O longa é uma adaptação das cartas reunidas em um volume intitulado "D'Este Viver Aqui Neste Papel Descripto" (segundo a escrita portuguesa). Na época, Antunes era médico do Exército, mas já se aventurava na escrita.

As imagens são em preto e branco. As cartas dele são lidas por uma voz feminina, representando sua mulher, enquanto as dela, menos numerosas, são lidas por um homem, Lobo Antunes. Dar voz ao leitor em vez de ao emissor é um modo de valorizar o texto, seu estilo e sua recepção.

É belo, decerto, às vezes belo demais. Sentimos que as imagens forçam algum efeito poético, um problema que existe também em outro filme português, igualmente em preto e branco, também passado na colônia africana de outros tempos: "Tabu", de Miguel Gomes.

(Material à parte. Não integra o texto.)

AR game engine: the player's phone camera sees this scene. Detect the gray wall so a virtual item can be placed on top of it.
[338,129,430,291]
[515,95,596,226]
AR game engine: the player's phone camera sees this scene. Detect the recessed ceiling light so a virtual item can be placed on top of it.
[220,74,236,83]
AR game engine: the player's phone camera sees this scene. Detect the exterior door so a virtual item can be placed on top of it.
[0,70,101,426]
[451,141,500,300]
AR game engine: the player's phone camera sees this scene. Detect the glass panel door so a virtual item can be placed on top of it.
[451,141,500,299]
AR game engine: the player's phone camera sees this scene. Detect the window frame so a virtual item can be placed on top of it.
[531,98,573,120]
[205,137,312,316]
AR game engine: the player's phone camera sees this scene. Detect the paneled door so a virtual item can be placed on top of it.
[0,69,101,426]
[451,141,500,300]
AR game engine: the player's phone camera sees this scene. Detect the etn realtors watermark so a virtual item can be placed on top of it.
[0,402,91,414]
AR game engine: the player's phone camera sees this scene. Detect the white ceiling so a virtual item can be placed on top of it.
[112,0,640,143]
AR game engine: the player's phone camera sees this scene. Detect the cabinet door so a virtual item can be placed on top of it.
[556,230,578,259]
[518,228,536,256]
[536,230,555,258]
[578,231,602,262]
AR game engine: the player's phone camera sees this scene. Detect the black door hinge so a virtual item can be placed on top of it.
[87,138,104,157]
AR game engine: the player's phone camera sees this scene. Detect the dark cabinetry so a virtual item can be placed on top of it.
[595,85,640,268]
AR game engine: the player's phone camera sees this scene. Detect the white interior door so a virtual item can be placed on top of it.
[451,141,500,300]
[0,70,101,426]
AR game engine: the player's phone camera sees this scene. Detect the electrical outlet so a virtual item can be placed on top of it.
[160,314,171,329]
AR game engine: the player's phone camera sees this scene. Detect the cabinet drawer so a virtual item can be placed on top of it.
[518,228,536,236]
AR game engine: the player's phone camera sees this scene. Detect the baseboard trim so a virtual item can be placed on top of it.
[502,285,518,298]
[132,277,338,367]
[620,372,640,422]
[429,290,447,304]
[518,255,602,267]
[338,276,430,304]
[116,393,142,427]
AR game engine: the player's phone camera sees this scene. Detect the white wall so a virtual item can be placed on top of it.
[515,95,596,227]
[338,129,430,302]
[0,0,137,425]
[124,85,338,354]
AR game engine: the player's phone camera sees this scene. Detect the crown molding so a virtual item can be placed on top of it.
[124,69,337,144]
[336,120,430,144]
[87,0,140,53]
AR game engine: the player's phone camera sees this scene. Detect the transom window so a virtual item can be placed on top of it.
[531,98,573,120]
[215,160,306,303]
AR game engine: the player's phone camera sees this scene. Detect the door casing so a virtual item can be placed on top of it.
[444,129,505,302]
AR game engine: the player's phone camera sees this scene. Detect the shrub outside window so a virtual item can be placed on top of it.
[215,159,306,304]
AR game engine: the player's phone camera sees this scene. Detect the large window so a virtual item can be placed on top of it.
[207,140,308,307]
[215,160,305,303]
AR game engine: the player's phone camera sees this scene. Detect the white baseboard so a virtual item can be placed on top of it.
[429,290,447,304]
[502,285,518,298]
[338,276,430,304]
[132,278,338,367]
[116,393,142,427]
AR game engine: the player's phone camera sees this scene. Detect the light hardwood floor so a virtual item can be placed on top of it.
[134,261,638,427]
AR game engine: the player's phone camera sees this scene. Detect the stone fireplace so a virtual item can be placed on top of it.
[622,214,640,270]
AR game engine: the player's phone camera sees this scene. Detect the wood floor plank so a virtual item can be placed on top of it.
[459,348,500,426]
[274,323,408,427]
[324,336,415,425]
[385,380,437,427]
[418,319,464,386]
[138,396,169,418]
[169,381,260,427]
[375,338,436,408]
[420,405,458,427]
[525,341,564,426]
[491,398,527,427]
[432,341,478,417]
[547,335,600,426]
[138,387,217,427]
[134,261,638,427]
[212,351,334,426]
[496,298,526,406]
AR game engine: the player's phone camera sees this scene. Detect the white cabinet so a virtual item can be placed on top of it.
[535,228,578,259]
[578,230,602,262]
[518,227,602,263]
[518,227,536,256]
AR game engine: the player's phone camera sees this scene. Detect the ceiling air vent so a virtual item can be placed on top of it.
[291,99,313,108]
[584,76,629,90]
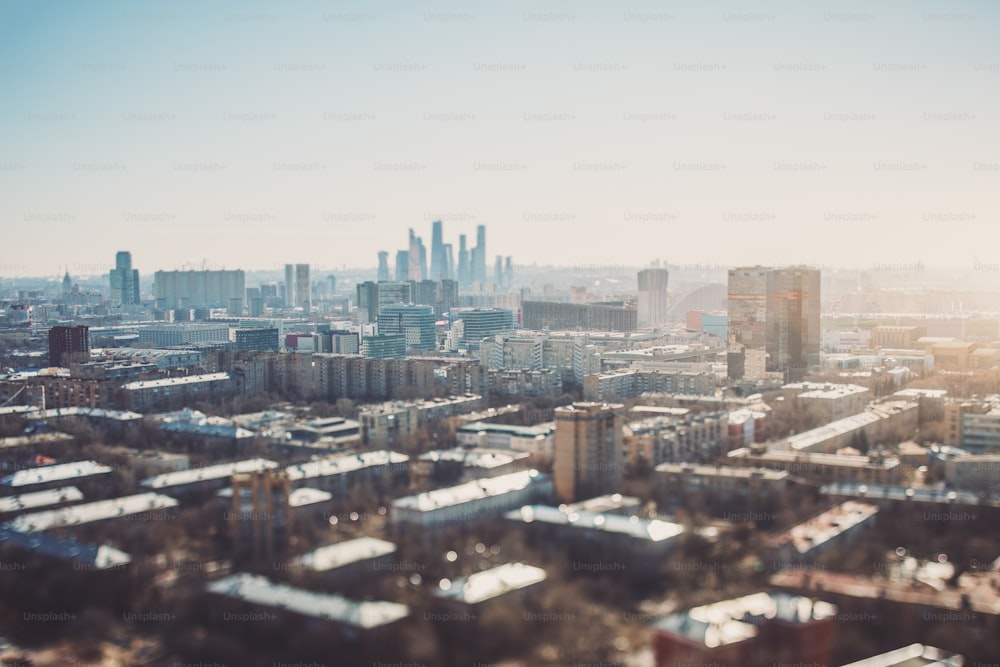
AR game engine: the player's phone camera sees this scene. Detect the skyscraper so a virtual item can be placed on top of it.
[472,225,486,285]
[727,266,820,380]
[424,220,449,280]
[554,403,625,503]
[109,250,139,306]
[376,250,389,283]
[49,325,90,368]
[396,250,410,283]
[638,269,670,327]
[458,234,472,288]
[285,264,312,314]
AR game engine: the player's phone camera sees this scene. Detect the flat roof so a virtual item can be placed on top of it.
[0,525,132,570]
[458,421,554,438]
[418,447,531,470]
[654,593,837,648]
[0,461,111,487]
[122,373,232,391]
[139,458,278,489]
[434,563,545,604]
[285,449,410,482]
[654,462,788,481]
[392,470,548,512]
[774,500,878,554]
[504,505,684,542]
[206,573,410,630]
[0,486,83,514]
[292,537,396,572]
[7,493,177,533]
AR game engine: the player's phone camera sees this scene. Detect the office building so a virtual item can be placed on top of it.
[455,308,514,350]
[49,325,90,368]
[108,250,140,306]
[153,270,246,310]
[553,403,625,503]
[236,327,280,352]
[637,269,670,327]
[285,264,312,315]
[376,250,389,282]
[727,266,820,380]
[361,334,406,359]
[377,303,437,350]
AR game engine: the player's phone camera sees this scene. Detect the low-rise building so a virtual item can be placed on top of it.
[390,470,553,528]
[653,593,837,667]
[504,505,684,574]
[206,573,409,637]
[768,500,878,569]
[287,537,396,584]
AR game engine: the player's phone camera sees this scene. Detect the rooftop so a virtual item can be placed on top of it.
[774,500,878,554]
[122,373,232,391]
[655,593,837,648]
[206,573,410,630]
[0,486,83,514]
[392,470,548,512]
[844,644,965,667]
[139,458,278,489]
[0,526,132,570]
[7,493,177,533]
[434,563,545,604]
[286,449,410,482]
[504,505,684,542]
[293,537,396,572]
[0,461,111,487]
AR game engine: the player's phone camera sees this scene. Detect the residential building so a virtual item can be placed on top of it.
[553,403,625,503]
[49,325,90,368]
[636,269,670,327]
[728,266,820,380]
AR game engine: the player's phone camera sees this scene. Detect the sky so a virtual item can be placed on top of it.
[0,0,1000,276]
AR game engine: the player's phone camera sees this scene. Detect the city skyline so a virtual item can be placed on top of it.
[0,2,1000,276]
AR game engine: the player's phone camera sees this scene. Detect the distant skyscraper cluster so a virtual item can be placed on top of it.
[727,266,820,380]
[377,220,513,289]
[109,250,139,306]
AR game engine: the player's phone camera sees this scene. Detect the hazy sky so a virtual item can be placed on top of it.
[0,0,1000,276]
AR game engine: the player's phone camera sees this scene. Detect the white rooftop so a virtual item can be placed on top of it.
[504,505,684,542]
[140,458,278,489]
[293,537,396,572]
[7,493,177,533]
[0,486,83,514]
[286,449,410,482]
[434,563,545,604]
[0,461,111,487]
[122,373,231,391]
[392,470,544,512]
[206,573,410,630]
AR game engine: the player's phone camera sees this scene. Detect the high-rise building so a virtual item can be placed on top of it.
[472,225,486,285]
[458,234,472,288]
[457,308,514,350]
[285,264,312,314]
[153,270,246,310]
[49,325,90,368]
[378,303,437,350]
[361,334,406,359]
[638,269,670,327]
[424,220,450,280]
[521,301,636,332]
[357,280,413,322]
[396,250,410,283]
[109,250,139,306]
[377,250,389,283]
[553,403,625,503]
[727,266,820,381]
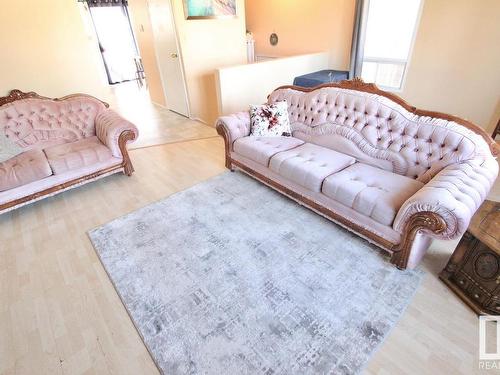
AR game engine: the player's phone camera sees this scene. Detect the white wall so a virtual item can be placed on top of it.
[170,0,247,125]
[217,52,329,115]
[400,0,500,132]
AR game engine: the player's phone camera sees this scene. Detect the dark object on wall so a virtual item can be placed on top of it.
[87,0,128,7]
[269,33,278,46]
[439,201,500,315]
[293,70,349,87]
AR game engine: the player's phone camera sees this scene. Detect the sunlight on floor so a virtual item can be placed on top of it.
[110,81,217,149]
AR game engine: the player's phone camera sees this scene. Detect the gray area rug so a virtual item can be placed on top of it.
[89,172,423,374]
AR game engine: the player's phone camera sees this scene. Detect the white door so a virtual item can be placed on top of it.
[148,0,189,117]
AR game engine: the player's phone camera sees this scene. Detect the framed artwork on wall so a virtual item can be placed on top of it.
[183,0,236,20]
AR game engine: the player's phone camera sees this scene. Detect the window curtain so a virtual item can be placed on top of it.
[349,0,370,79]
[89,0,139,84]
[87,0,128,7]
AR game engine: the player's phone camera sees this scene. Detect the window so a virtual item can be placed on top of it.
[361,0,423,90]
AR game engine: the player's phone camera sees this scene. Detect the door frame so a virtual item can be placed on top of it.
[146,0,191,118]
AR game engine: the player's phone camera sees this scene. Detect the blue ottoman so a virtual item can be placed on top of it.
[293,70,349,87]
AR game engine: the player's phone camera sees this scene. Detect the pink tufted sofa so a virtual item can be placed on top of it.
[216,79,499,269]
[0,90,138,214]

Gomes é oportunista na fabricação de imagens poéticas, mas está sob uma estrutura que disfarça melhor o artificialismo da beleza que encontra. Ferreira parece mais ingênuo quanto ao efeito da plasticidade que busca, e isso de certo modo o redime.

"Cartas da Guerra" se desenvolve numa toada quase monótona. Mas seus bons momentos, sobretudo os vinte minutos finais, como no recém-estreado "Poesia Sem Fim", de Alejandro Jodorowsky, fazem-no levantar um formoso voo.